Sous des amas de briques
C’est la deuxième fois que les musées de Grozny sont détruits. Pendant la Seconde Guerre mondiale, le Musée des beaux-arts, dont on n’avait pu évacuer les œuvres, avait été réduit à néant par les Allemands et restauré en 1961 seulement. Par la suite, il a bénéficié d’apports de la Galerie Tretiakov, du Musée russe et de l’Ermitage.

Cette fois, le personnel du Musée d’art n’a pas été pris de court. À la fin du mois de novembre, devant la certitude de l’invasion russe, la directrice du musée, Nelly Shiryaeva, a fait regrouper à l’intérieur du musée un maximum de pièces. Aujourd’hui, les étages supérieurs ont brûlé, mais les peintures entreposées dans les réserves, bien qu’enfouies sous des amas de briques, n’ont pas souffert. Au Musée d’histoire régionale, le personnel n’a pas eu le temps de déplacer les collections, et les équipes de déblaiement estiment presque impossible d’accéder aux objets archéologiques, ethnographiques et aux autres pièces, enterrés sous les ruines d’un bâtiment encore miné.

Témoignages d’une série d’incursions et de conquêtes, les collections d’archéologie comportaient des bronzes néolithiques de l’Ibérie et de l’Albanie caucasiennes, des objets de la célèbre culture du Kouban au nord des territoires ossètes voisins (IIe-Ier millénaire av. J.-C.), des pièces scythes, cimmériennes, massagétiennes (toutes du Ve siècle av.

J.-C.), romaines, khazars (VIe-VIIIe siècle ap. J.-C.), hunniques (IVe-VIIIe siècle ap. J.-C.), tatares et mongoles (du Moyen Âge). On n’en a retrouvé jusqu’ici que des fragments : ainsi, un casque du VIe siècle av. J.-C. a été redécouvert par hasard.

Des objets d’art refont surface à l’Ouest
Au mois d’avril 1994, le gouvernement du président Doudaev a pris des mesures pour évacuer les collections les plus importantes au cas où la guerre éclaterait. Un inventaire des réserves a été dressé ; tous les objets en métal précieux ont été retirés des musées pour être déposés dans les coffres de la Banque centrale de Tchétchénie. Depuis, celle-ci a été détruite et ses sous-sols sont minés. On ignore si les objets s’y trouvent encore ou s’ils avaient été déplacés, mais, d’après des sources officieuses, plusieurs auraient refait surface à l’Ouest.
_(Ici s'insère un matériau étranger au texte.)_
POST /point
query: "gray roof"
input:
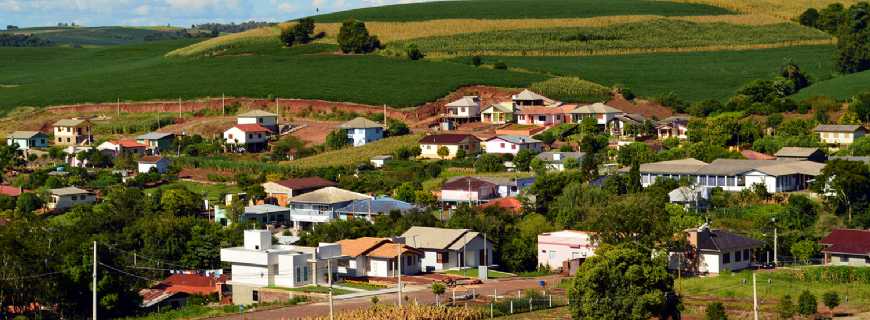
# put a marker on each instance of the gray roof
(550, 157)
(360, 123)
(329, 195)
(154, 136)
(516, 139)
(796, 152)
(24, 134)
(68, 191)
(838, 127)
(256, 113)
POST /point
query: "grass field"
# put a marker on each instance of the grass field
(693, 75)
(629, 37)
(353, 155)
(53, 76)
(842, 87)
(516, 9)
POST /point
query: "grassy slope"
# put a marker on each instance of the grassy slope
(52, 76)
(693, 76)
(842, 87)
(510, 9)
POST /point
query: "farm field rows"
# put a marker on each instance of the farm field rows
(693, 76)
(55, 76)
(514, 9)
(639, 36)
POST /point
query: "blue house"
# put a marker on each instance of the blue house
(361, 131)
(28, 139)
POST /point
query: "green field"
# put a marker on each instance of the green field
(842, 87)
(647, 35)
(53, 76)
(693, 76)
(520, 9)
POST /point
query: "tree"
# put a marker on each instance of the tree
(353, 37)
(715, 311)
(831, 300)
(634, 285)
(786, 308)
(807, 304)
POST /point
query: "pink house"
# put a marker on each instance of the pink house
(555, 248)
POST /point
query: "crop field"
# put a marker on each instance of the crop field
(55, 76)
(630, 37)
(693, 76)
(521, 9)
(842, 87)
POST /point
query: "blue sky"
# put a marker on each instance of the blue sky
(30, 13)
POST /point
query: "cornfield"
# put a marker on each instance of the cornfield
(410, 312)
(648, 36)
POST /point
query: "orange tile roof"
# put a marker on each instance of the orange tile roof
(358, 247)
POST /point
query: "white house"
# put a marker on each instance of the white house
(27, 140)
(512, 144)
(259, 264)
(265, 119)
(445, 249)
(157, 163)
(247, 137)
(361, 131)
(714, 251)
(555, 248)
(65, 198)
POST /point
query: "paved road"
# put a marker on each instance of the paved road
(418, 293)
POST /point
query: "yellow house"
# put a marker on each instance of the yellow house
(430, 145)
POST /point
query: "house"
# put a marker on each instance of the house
(247, 137)
(122, 148)
(797, 153)
(469, 190)
(429, 145)
(602, 113)
(259, 264)
(27, 140)
(368, 208)
(320, 206)
(712, 251)
(73, 132)
(380, 161)
(558, 247)
(265, 119)
(674, 126)
(376, 257)
(498, 113)
(157, 163)
(847, 247)
(174, 291)
(445, 249)
(466, 109)
(544, 116)
(279, 192)
(527, 98)
(512, 144)
(65, 198)
(840, 134)
(361, 131)
(157, 142)
(556, 160)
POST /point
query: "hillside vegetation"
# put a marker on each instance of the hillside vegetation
(514, 9)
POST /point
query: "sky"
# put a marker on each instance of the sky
(33, 13)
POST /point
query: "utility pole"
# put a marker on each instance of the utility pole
(94, 302)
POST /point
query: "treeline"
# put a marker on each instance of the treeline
(23, 40)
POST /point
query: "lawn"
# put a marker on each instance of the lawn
(693, 76)
(661, 34)
(516, 9)
(53, 76)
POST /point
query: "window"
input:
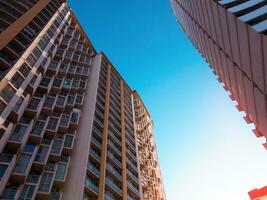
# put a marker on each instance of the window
(18, 104)
(17, 80)
(36, 52)
(2, 170)
(68, 141)
(56, 147)
(61, 170)
(27, 192)
(31, 60)
(46, 182)
(9, 192)
(25, 69)
(53, 122)
(22, 163)
(41, 154)
(29, 148)
(18, 133)
(7, 93)
(38, 128)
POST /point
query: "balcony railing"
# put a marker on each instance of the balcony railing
(92, 168)
(91, 185)
(110, 183)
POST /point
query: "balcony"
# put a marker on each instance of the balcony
(6, 132)
(60, 103)
(34, 107)
(9, 160)
(68, 144)
(79, 101)
(113, 186)
(132, 176)
(45, 185)
(64, 123)
(52, 127)
(93, 169)
(57, 85)
(75, 117)
(19, 108)
(23, 164)
(67, 85)
(114, 172)
(46, 84)
(37, 131)
(61, 173)
(114, 148)
(130, 163)
(133, 188)
(91, 186)
(70, 101)
(95, 155)
(57, 148)
(19, 135)
(53, 68)
(96, 143)
(75, 85)
(114, 159)
(49, 105)
(41, 157)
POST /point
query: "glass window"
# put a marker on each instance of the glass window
(25, 69)
(61, 170)
(2, 170)
(18, 133)
(38, 128)
(27, 192)
(7, 93)
(29, 148)
(41, 154)
(17, 80)
(22, 163)
(46, 182)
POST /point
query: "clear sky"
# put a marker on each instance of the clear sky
(206, 150)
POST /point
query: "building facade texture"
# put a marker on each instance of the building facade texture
(151, 179)
(231, 36)
(68, 128)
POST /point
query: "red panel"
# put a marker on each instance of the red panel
(243, 46)
(233, 38)
(217, 22)
(250, 100)
(261, 112)
(241, 92)
(234, 89)
(256, 58)
(264, 38)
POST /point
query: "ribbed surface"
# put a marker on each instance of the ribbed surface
(253, 12)
(236, 51)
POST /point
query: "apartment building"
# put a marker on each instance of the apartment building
(151, 179)
(231, 36)
(67, 120)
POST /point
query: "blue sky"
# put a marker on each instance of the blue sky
(206, 149)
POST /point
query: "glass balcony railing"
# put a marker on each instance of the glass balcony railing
(113, 171)
(130, 185)
(93, 168)
(91, 185)
(110, 183)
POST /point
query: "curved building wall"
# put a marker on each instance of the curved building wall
(230, 35)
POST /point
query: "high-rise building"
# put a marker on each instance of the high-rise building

Au début du mois de décembre, les soldats tchétchènes ont dû occuper le musée et en interdire l’accès au personnel. Comme la plus grande partie des archives a brûlé, il est impossible d’établir avec certitude ce qui manque et ce qui a été détruit. Il semblerait que, pour des raisons de sécurité, la solution la plus simple consiste à faire sauter l’immeuble. On sait en tout cas qu’il ne reste rien de la collection archéologique de l’Institut académique d’histoire et d’archéologie de Grozny. L’ironie veut que ces régions aient fait l’objet d’études approfondies et de fouilles très complètes dans le passé ; sans cela, beaucoup d’objets seraient encore à l’abri, sous terre.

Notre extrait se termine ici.